Computer Vision works similarly to biological sight recognition. A field of view is taken as input. Properties like color, edge-detection, shape, sharpness, etc., are registered by the ‘brain’ and interpreted within the context of experience or training. That being said, show one image to a group of people and what they see and interpret will likely change. An interesting aspect of Computer Vision modeling is investigating what the model is actually looking at in the images when making predictions. 

PP-YOLO object detection – is it really an improvement over YOLOv4?

The Explainable AI field has been attempting to answer this question for some time to make neural models’ results interpretable for humans. A higher level of interpretation is not always possible, because of the complexity of the model, the problem being solved, or the decision-making process. Currently, GradCAM is one of the most popular methods for checking what vision neural models focus on during inference. 

GradCAM

GradCAM (Gradient-weighted Class Activation Mapping) is used for visualizing the gradients of a model that make it into the final convolutional layer of a Neural Network. This produces a coarse map that highlights the most important regions in the image, meaning the areas with the largest logits values. For the updated model, the SmoothGradCAM++ method was selected from the TorchCAM implementation for Pytorch. 

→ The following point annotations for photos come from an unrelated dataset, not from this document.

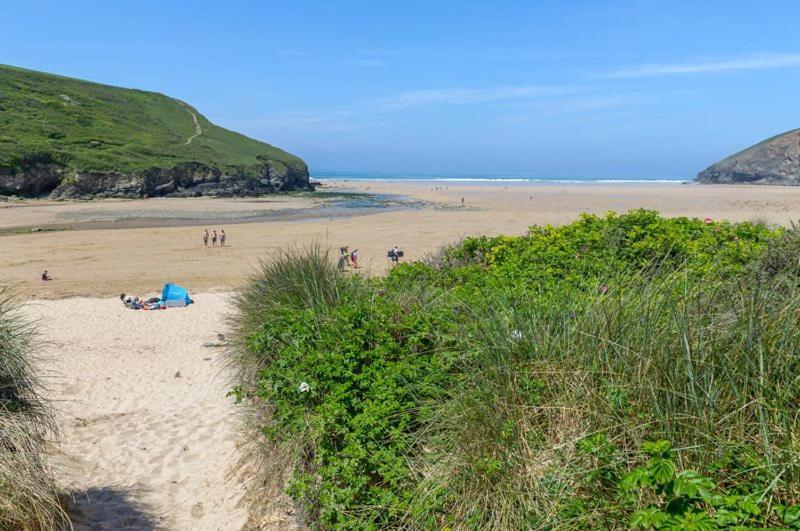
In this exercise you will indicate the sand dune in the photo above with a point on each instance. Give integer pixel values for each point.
(148, 433)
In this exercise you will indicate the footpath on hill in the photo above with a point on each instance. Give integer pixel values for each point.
(148, 434)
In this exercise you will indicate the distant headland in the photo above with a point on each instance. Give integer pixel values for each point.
(65, 138)
(772, 161)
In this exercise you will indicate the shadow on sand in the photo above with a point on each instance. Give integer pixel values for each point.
(109, 508)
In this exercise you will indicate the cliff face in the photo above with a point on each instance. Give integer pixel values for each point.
(65, 138)
(182, 180)
(773, 161)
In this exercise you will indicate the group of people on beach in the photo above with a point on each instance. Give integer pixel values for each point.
(214, 237)
(347, 258)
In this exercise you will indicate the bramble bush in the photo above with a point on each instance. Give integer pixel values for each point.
(512, 383)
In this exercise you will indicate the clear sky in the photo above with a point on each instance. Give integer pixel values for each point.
(598, 89)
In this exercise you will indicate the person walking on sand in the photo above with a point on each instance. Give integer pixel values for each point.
(394, 255)
(343, 259)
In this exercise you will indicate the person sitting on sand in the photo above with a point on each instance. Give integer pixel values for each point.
(343, 258)
(394, 255)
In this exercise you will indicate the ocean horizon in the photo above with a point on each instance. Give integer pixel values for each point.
(488, 179)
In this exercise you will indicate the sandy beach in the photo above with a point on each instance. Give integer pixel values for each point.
(149, 436)
(90, 261)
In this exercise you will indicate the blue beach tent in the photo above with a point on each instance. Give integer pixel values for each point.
(174, 295)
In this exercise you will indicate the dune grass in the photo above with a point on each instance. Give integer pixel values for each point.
(29, 498)
(627, 371)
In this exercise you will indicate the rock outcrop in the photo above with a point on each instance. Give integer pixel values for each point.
(89, 140)
(773, 161)
(184, 180)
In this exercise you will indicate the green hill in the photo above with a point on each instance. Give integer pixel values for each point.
(69, 137)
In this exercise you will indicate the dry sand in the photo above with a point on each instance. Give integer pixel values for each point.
(144, 448)
(109, 261)
(148, 434)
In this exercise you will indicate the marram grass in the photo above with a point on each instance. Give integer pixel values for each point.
(29, 498)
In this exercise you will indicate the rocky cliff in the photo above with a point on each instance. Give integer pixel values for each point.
(773, 161)
(65, 138)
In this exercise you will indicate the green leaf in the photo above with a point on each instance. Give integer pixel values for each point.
(662, 470)
(659, 448)
(638, 477)
(691, 484)
(650, 518)
(691, 521)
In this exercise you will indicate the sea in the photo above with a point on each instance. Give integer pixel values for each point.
(486, 179)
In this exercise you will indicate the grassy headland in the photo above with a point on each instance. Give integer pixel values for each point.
(83, 126)
(626, 371)
(29, 499)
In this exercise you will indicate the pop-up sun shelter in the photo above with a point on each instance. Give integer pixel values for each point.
(173, 296)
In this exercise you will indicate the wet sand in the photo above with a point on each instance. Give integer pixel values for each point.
(135, 259)
(149, 435)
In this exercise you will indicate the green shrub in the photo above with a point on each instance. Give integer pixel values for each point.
(513, 383)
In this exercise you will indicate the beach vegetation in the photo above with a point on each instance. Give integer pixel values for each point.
(29, 498)
(623, 371)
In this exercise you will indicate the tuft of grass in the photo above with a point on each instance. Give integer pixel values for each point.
(29, 498)
(626, 371)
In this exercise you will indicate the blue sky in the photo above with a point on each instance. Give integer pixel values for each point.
(610, 89)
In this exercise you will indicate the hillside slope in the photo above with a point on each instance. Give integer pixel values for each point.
(71, 138)
(775, 160)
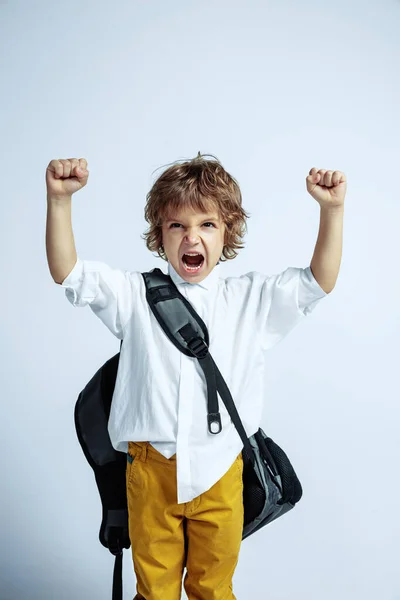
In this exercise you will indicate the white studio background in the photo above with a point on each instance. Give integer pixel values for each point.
(272, 89)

As it turned out, the updated model has a keen eye. It always looks at the focal point of the picture – the seed. It doesn’t focus on irrelevant areas of the image or develop a wandering eye. I suppose one could say Computer Vision syndrome doesn’t apply to our Computer Vision model. 

In the images below you can see examples of the activations. The rightmost image is the original. The leftmost image shows a heatmap of the activations with the middle image presenting an overlay mask of the heatmap on top of the original image. 

heatmap of activations indicating where the CNN model is looking

GradCAM and its variations can be a useful tool in the analysis of models with convolutions. Not only for analyzing single models’ behavior but also for model comparisons and debugging. Although GradCAM gives us interesting insights into our models, it should be noted that it is a heuristic tool for looking into the model predictions and should be taken with a grain of salt.

Lessons learned using CNN for image classification

  1. Armed with only a small dataset, no matter if it’s imperfect with low resolution and blurred photos, you can still apply machine learning methods to make the most of your project. 
  2. Highly blurred images in the dataset significantly degraded the model training and its predictions lowered accuracy to ~68%. As one might expect, fewer details mean less information for the model.
  3. Sharpening the pictures also worsened the predictions, but to a lesser extent with an accuracy level of ~71%.
  4. GradCAM is an interesting visualization tool when working with a CNN for image classification. It can be used to reveal the inner workings of models and provide valuable insight.